On a class of scaling FRW cosmological models

We study Friedmann-Robertson-Walker cosmological models with matter content composed of two perfect fluids $ρ_1$ and $ρ_2$, with barotropic pressure densities $p_1/ ρ_1=ω_1=const$ and $p_2/ ρ_2=ω_2=const$, where one of the energy densities is given by $ρ_1=C_1 a^α+ C_2 a^β$, with $C_1$, $C_2$, $α$ and $β$ taking constant values.
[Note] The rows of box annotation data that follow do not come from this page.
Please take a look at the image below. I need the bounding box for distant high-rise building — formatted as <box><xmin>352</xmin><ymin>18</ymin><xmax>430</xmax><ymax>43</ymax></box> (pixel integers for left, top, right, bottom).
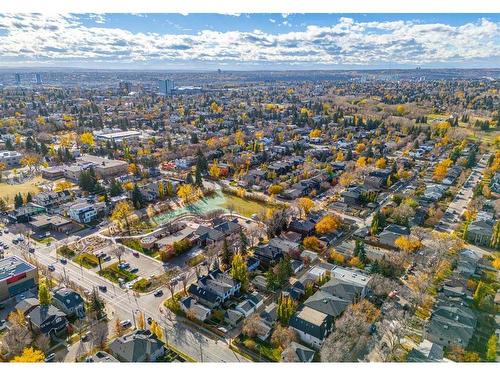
<box><xmin>119</xmin><ymin>81</ymin><xmax>132</xmax><ymax>95</ymax></box>
<box><xmin>160</xmin><ymin>79</ymin><xmax>175</xmax><ymax>96</ymax></box>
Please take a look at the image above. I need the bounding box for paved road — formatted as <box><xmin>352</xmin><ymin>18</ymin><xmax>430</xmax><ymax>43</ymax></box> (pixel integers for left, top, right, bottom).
<box><xmin>0</xmin><ymin>233</ymin><xmax>248</xmax><ymax>362</ymax></box>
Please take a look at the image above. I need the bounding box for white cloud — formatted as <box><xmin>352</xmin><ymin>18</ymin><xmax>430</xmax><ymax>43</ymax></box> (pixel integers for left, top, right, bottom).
<box><xmin>0</xmin><ymin>14</ymin><xmax>500</xmax><ymax>66</ymax></box>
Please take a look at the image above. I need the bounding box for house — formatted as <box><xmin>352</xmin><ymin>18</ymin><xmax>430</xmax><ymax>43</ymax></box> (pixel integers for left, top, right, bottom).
<box><xmin>33</xmin><ymin>190</ymin><xmax>72</xmax><ymax>207</ymax></box>
<box><xmin>320</xmin><ymin>266</ymin><xmax>370</xmax><ymax>302</ymax></box>
<box><xmin>198</xmin><ymin>269</ymin><xmax>241</xmax><ymax>302</ymax></box>
<box><xmin>188</xmin><ymin>284</ymin><xmax>222</xmax><ymax>308</ymax></box>
<box><xmin>52</xmin><ymin>288</ymin><xmax>85</xmax><ymax>319</ymax></box>
<box><xmin>288</xmin><ymin>219</ymin><xmax>316</xmax><ymax>238</ymax></box>
<box><xmin>260</xmin><ymin>302</ymin><xmax>278</xmax><ymax>325</ymax></box>
<box><xmin>247</xmin><ymin>256</ymin><xmax>260</xmax><ymax>272</ymax></box>
<box><xmin>426</xmin><ymin>300</ymin><xmax>477</xmax><ymax>348</ymax></box>
<box><xmin>289</xmin><ymin>306</ymin><xmax>332</xmax><ymax>349</ymax></box>
<box><xmin>85</xmin><ymin>351</ymin><xmax>119</xmax><ymax>363</ymax></box>
<box><xmin>26</xmin><ymin>305</ymin><xmax>68</xmax><ymax>336</ymax></box>
<box><xmin>68</xmin><ymin>202</ymin><xmax>97</xmax><ymax>224</ymax></box>
<box><xmin>179</xmin><ymin>296</ymin><xmax>212</xmax><ymax>322</ymax></box>
<box><xmin>224</xmin><ymin>309</ymin><xmax>245</xmax><ymax>327</ymax></box>
<box><xmin>304</xmin><ymin>290</ymin><xmax>351</xmax><ymax>318</ymax></box>
<box><xmin>281</xmin><ymin>341</ymin><xmax>316</xmax><ymax>362</ymax></box>
<box><xmin>253</xmin><ymin>244</ymin><xmax>283</xmax><ymax>266</ymax></box>
<box><xmin>378</xmin><ymin>224</ymin><xmax>410</xmax><ymax>247</ymax></box>
<box><xmin>109</xmin><ymin>330</ymin><xmax>165</xmax><ymax>362</ymax></box>
<box><xmin>467</xmin><ymin>214</ymin><xmax>495</xmax><ymax>246</ymax></box>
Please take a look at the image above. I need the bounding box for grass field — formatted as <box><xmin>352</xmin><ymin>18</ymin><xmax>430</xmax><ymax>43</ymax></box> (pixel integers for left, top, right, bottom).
<box><xmin>0</xmin><ymin>176</ymin><xmax>45</xmax><ymax>203</ymax></box>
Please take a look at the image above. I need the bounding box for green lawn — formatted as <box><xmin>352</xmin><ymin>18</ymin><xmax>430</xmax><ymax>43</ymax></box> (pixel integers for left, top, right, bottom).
<box><xmin>186</xmin><ymin>254</ymin><xmax>205</xmax><ymax>267</ymax></box>
<box><xmin>73</xmin><ymin>253</ymin><xmax>99</xmax><ymax>269</ymax></box>
<box><xmin>243</xmin><ymin>338</ymin><xmax>281</xmax><ymax>362</ymax></box>
<box><xmin>99</xmin><ymin>262</ymin><xmax>137</xmax><ymax>283</ymax></box>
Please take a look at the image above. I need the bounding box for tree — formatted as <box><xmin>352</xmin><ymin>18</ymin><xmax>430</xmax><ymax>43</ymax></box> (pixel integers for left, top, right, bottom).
<box><xmin>132</xmin><ymin>184</ymin><xmax>144</xmax><ymax>210</ymax></box>
<box><xmin>321</xmin><ymin>300</ymin><xmax>380</xmax><ymax>362</ymax></box>
<box><xmin>276</xmin><ymin>295</ymin><xmax>295</xmax><ymax>326</ymax></box>
<box><xmin>231</xmin><ymin>253</ymin><xmax>248</xmax><ymax>291</ymax></box>
<box><xmin>297</xmin><ymin>197</ymin><xmax>314</xmax><ymax>217</ymax></box>
<box><xmin>370</xmin><ymin>211</ymin><xmax>385</xmax><ymax>236</ymax></box>
<box><xmin>14</xmin><ymin>193</ymin><xmax>24</xmax><ymax>208</ymax></box>
<box><xmin>177</xmin><ymin>184</ymin><xmax>196</xmax><ymax>204</ymax></box>
<box><xmin>271</xmin><ymin>324</ymin><xmax>297</xmax><ymax>350</ymax></box>
<box><xmin>38</xmin><ymin>281</ymin><xmax>52</xmax><ymax>306</ymax></box>
<box><xmin>375</xmin><ymin>158</ymin><xmax>387</xmax><ymax>169</ymax></box>
<box><xmin>316</xmin><ymin>215</ymin><xmax>342</xmax><ymax>234</ymax></box>
<box><xmin>11</xmin><ymin>347</ymin><xmax>45</xmax><ymax>363</ymax></box>
<box><xmin>90</xmin><ymin>321</ymin><xmax>109</xmax><ymax>350</ymax></box>
<box><xmin>394</xmin><ymin>235</ymin><xmax>422</xmax><ymax>253</ymax></box>
<box><xmin>486</xmin><ymin>334</ymin><xmax>497</xmax><ymax>362</ymax></box>
<box><xmin>54</xmin><ymin>180</ymin><xmax>73</xmax><ymax>192</ymax></box>
<box><xmin>221</xmin><ymin>238</ymin><xmax>231</xmax><ymax>270</ymax></box>
<box><xmin>302</xmin><ymin>236</ymin><xmax>321</xmax><ymax>252</ymax></box>
<box><xmin>80</xmin><ymin>132</ymin><xmax>95</xmax><ymax>148</ymax></box>
<box><xmin>111</xmin><ymin>200</ymin><xmax>134</xmax><ymax>234</ymax></box>
<box><xmin>208</xmin><ymin>160</ymin><xmax>221</xmax><ymax>180</ymax></box>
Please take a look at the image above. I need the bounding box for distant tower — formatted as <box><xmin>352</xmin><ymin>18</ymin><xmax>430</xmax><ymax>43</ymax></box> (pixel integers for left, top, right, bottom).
<box><xmin>160</xmin><ymin>79</ymin><xmax>175</xmax><ymax>96</ymax></box>
<box><xmin>119</xmin><ymin>81</ymin><xmax>132</xmax><ymax>95</ymax></box>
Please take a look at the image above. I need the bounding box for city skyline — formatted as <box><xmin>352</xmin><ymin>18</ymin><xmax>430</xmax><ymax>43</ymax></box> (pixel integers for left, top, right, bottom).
<box><xmin>0</xmin><ymin>14</ymin><xmax>500</xmax><ymax>70</ymax></box>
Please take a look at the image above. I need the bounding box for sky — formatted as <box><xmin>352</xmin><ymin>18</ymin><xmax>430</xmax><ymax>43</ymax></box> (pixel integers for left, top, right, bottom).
<box><xmin>0</xmin><ymin>13</ymin><xmax>500</xmax><ymax>70</ymax></box>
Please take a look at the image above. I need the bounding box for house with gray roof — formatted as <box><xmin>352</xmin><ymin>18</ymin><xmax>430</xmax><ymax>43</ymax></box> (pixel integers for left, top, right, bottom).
<box><xmin>52</xmin><ymin>288</ymin><xmax>85</xmax><ymax>318</ymax></box>
<box><xmin>109</xmin><ymin>330</ymin><xmax>165</xmax><ymax>362</ymax></box>
<box><xmin>281</xmin><ymin>341</ymin><xmax>316</xmax><ymax>362</ymax></box>
<box><xmin>288</xmin><ymin>306</ymin><xmax>332</xmax><ymax>349</ymax></box>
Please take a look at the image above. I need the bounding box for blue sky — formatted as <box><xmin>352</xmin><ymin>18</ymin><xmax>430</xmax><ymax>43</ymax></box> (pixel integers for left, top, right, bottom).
<box><xmin>0</xmin><ymin>14</ymin><xmax>500</xmax><ymax>69</ymax></box>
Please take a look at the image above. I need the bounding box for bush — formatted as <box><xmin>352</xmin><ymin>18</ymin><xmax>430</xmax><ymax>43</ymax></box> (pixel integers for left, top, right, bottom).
<box><xmin>133</xmin><ymin>279</ymin><xmax>151</xmax><ymax>292</ymax></box>
<box><xmin>57</xmin><ymin>245</ymin><xmax>76</xmax><ymax>258</ymax></box>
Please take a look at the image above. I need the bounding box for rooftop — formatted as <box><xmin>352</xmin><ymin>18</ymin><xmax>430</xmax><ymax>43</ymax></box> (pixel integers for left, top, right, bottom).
<box><xmin>0</xmin><ymin>255</ymin><xmax>35</xmax><ymax>281</ymax></box>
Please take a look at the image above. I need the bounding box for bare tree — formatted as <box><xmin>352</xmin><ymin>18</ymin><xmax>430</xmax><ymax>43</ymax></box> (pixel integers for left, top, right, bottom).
<box><xmin>375</xmin><ymin>308</ymin><xmax>410</xmax><ymax>362</ymax></box>
<box><xmin>90</xmin><ymin>322</ymin><xmax>109</xmax><ymax>349</ymax></box>
<box><xmin>368</xmin><ymin>274</ymin><xmax>399</xmax><ymax>297</ymax></box>
<box><xmin>110</xmin><ymin>245</ymin><xmax>125</xmax><ymax>263</ymax></box>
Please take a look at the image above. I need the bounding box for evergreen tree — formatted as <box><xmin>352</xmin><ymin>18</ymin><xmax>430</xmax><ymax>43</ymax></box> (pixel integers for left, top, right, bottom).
<box><xmin>14</xmin><ymin>193</ymin><xmax>24</xmax><ymax>208</ymax></box>
<box><xmin>195</xmin><ymin>166</ymin><xmax>203</xmax><ymax>187</ymax></box>
<box><xmin>132</xmin><ymin>184</ymin><xmax>144</xmax><ymax>209</ymax></box>
<box><xmin>221</xmin><ymin>238</ymin><xmax>231</xmax><ymax>270</ymax></box>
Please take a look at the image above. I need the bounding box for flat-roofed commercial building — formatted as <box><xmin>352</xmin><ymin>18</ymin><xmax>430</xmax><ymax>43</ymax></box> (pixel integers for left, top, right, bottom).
<box><xmin>0</xmin><ymin>255</ymin><xmax>38</xmax><ymax>301</ymax></box>
<box><xmin>77</xmin><ymin>155</ymin><xmax>128</xmax><ymax>178</ymax></box>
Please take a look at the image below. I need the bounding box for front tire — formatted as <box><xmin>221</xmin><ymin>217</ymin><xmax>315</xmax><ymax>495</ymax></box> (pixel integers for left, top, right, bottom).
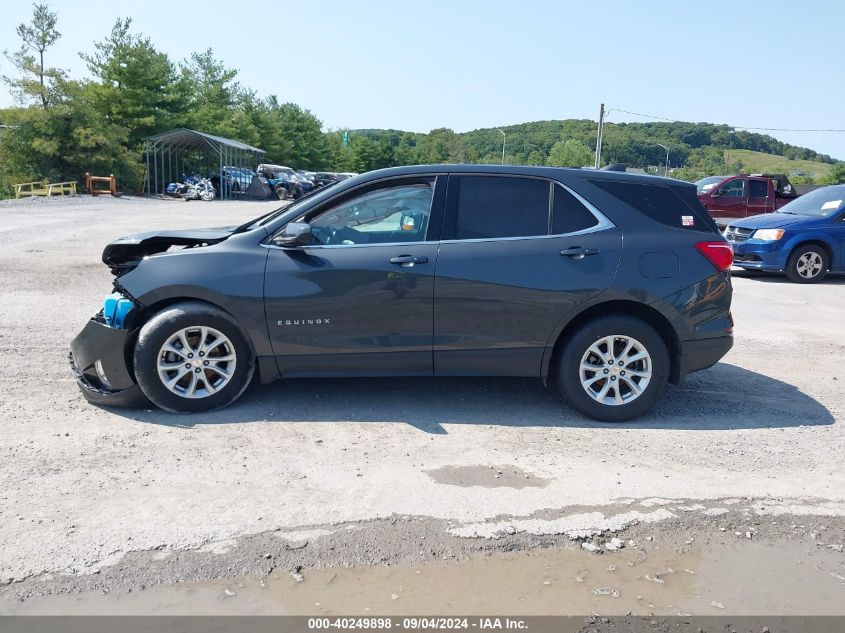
<box><xmin>556</xmin><ymin>315</ymin><xmax>670</xmax><ymax>422</ymax></box>
<box><xmin>786</xmin><ymin>244</ymin><xmax>830</xmax><ymax>284</ymax></box>
<box><xmin>134</xmin><ymin>301</ymin><xmax>255</xmax><ymax>413</ymax></box>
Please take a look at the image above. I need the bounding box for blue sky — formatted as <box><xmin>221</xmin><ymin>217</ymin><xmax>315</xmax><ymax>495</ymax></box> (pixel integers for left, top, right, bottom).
<box><xmin>0</xmin><ymin>0</ymin><xmax>845</xmax><ymax>159</ymax></box>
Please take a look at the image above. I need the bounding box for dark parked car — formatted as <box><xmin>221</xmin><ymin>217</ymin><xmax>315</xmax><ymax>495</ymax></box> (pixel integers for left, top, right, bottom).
<box><xmin>314</xmin><ymin>171</ymin><xmax>341</xmax><ymax>187</ymax></box>
<box><xmin>71</xmin><ymin>165</ymin><xmax>733</xmax><ymax>421</ymax></box>
<box><xmin>725</xmin><ymin>185</ymin><xmax>845</xmax><ymax>283</ymax></box>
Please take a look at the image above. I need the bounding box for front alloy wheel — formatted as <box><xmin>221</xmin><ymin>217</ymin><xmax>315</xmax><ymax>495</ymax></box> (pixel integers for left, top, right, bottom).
<box><xmin>133</xmin><ymin>301</ymin><xmax>255</xmax><ymax>413</ymax></box>
<box><xmin>786</xmin><ymin>244</ymin><xmax>829</xmax><ymax>284</ymax></box>
<box><xmin>158</xmin><ymin>326</ymin><xmax>237</xmax><ymax>398</ymax></box>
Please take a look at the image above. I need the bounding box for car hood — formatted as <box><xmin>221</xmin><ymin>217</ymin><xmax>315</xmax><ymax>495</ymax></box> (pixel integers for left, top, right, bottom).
<box><xmin>730</xmin><ymin>213</ymin><xmax>818</xmax><ymax>229</ymax></box>
<box><xmin>103</xmin><ymin>226</ymin><xmax>237</xmax><ymax>276</ymax></box>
We solve the field equations by using the conservation equation without breaking it into two interacting parts with the help of a coupling interacting term $Q$. Nevertheless, with the found solution may be associated an interacting term $Q$, and then a number of cosmological interacting models studied in the literature correspond to particular cases of our cosmological model. Specifically those models having constant coupling parameters $\tildeα$, $\tildeβ$ and interacting terms given by $Q=\tildeα H ρ_{_{DM}}$, $Q=\tildeα H ρ_{_{DE}}$, $Q=\tildeα H (ρ_{_{DM}}+ ρ_{_{DE}})$ and $Q=\tildeα H ρ_{_{DM}}+\tildeβ H ρ_{_{DE}}$, where $ρ_{_{DM}}$ and $ρ_{_{DE}}$ are the energy densities of dark matter and dark energy respectively. The studied set of solutions contains a class of cosmological models presenting a scaling behavior at early and at late times. On the other hand the two-fluid cosmological models considered in this paper also permit a three fluid interpretation which is also discussed. In this reinterpretation, for flat Friedmann-Robertson-Walker cosmologies, the requirement of positivity of energy densities of the dark matter and dark energy components allows the state parameter of dark energy to be in the range $-1.37 \lesssim ω_{_{DE}}<-1/3$.